Diante das fortes evidências de que a minha chegará um dia, resolvi pensar em um plano funerário. Pesquisando com minhas amigas, descobri que uma delas já até tinha um plano, a danada nem me avisou. A outra falou: “quero nem saber, vou deixar seguro, minha filha que se vire”. O marido dela disse que vale mais morto do que vivo. Ambos preferem não falar sobre o assunto. Um outro conhecido contou que paga na maior alegria sua cova.  

E ser enterrada ao lado de quem se ama, ainda procede? Outra amiga comprou com o marido uma cova para toda família. Hoje estão separados, com antipatia um do outro e ao morrer, ficarão juntinhos por toda eternidade. Perguntei o que ela achava, respondeu: “fazer o quê”. 

Há aqueles que querem ser cremados. Descobri que minha filha é uma delas e espero que resolva seu destino com nossos descendentes quando eu já estiver bem morta. Cruzes, prefiro ficar lá, quieta no caixão a pegar fogo. Soube também que não estão deixando jogar as cinzas em qualquer local. Gostaria de saber o que farão se me pegarem jogando as cinzas de algum familiar onde não seja permitido – me mandarão recolher?  

E o preço dos cemitérios e dos caixões? Um horror! Nem para morto o povo dá desconto. Tem caixão para todo gosto, como se não fosse virar tudo pó no final. Uma conhecida pediu um caixão mais barato para seu pai baseada nesse princípio, mas infelizmente ele não coube no dito cujo. Ela teve que fazer um upgrade de caixão, à contragosto.  

Minha mãe me disse para ficar tranquila, que a família pode morrer em paz que cabe na cova de minha cidade natal, desde que a gente não morra tudo de uma só vez. Caí na gargalhada e agradeci. Muito animador passar o resto da minha morte espremida numa cova com toda minha família. Sem falar que moro a quase 400 Km de lá.  Por via das dúvidas, plantei ao redor da cova. Uma sombrinha cai bem.  

Enfim, não tá mole planejar a morte.
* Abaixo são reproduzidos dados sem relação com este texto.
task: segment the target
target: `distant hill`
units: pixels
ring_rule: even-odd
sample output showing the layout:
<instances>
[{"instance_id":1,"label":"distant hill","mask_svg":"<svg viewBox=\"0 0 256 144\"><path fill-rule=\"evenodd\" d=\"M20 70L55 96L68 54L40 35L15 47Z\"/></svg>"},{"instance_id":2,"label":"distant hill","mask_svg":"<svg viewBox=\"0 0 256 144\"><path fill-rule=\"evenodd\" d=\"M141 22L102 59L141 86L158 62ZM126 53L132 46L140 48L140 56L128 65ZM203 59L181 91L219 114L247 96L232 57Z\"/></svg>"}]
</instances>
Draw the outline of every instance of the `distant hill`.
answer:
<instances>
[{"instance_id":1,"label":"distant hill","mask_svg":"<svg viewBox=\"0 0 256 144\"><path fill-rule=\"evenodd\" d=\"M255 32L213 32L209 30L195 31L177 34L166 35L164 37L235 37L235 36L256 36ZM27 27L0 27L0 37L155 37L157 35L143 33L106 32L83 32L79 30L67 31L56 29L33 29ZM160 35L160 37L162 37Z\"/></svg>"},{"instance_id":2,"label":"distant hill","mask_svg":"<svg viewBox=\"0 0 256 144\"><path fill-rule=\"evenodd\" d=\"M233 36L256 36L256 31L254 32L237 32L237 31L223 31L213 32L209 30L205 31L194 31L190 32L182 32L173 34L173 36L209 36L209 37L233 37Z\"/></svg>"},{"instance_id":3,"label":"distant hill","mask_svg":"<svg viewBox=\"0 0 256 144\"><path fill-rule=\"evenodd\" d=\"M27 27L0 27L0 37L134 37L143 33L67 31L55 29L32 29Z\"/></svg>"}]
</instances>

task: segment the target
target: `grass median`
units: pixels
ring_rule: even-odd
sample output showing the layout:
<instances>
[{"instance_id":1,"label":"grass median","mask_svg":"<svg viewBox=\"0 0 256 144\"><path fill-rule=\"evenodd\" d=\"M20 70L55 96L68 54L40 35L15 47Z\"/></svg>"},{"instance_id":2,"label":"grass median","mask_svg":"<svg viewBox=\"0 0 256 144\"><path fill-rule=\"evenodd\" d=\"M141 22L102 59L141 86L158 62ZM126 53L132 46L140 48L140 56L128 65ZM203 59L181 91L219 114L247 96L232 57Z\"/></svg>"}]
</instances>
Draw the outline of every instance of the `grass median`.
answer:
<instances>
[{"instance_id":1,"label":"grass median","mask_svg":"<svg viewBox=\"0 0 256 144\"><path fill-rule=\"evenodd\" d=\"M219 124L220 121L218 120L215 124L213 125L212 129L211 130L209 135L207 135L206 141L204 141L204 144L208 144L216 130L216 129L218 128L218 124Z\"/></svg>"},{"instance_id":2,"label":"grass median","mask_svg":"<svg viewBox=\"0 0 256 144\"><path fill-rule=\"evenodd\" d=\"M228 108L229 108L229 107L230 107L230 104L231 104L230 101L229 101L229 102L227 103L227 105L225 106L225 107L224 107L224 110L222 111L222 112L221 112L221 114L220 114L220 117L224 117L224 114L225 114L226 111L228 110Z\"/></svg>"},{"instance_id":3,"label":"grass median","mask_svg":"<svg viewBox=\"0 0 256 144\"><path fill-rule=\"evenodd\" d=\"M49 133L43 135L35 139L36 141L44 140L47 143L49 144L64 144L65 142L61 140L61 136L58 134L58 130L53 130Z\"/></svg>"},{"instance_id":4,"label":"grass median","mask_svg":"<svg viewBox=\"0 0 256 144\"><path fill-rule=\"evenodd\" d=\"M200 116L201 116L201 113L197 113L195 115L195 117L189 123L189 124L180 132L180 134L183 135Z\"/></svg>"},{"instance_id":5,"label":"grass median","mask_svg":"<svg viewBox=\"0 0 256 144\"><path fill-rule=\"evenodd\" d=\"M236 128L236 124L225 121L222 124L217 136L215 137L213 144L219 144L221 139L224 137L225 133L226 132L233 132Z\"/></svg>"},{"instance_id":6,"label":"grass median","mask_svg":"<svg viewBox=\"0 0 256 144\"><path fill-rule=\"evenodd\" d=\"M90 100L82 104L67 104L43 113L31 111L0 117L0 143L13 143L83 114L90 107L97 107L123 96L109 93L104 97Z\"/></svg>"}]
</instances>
Poucos se preparam para o fim. Eu ando pensando em todas as possibilidades, perguntando por aí qual a melhor saída. Sinceramente não cheguei à conclusão alguma. Se imaginar morto é ruim em todos os ângulos: cremado, enterrado, com quem ama ou solitário. De forma que achei melhor deixar meu plano funerário para outra hora.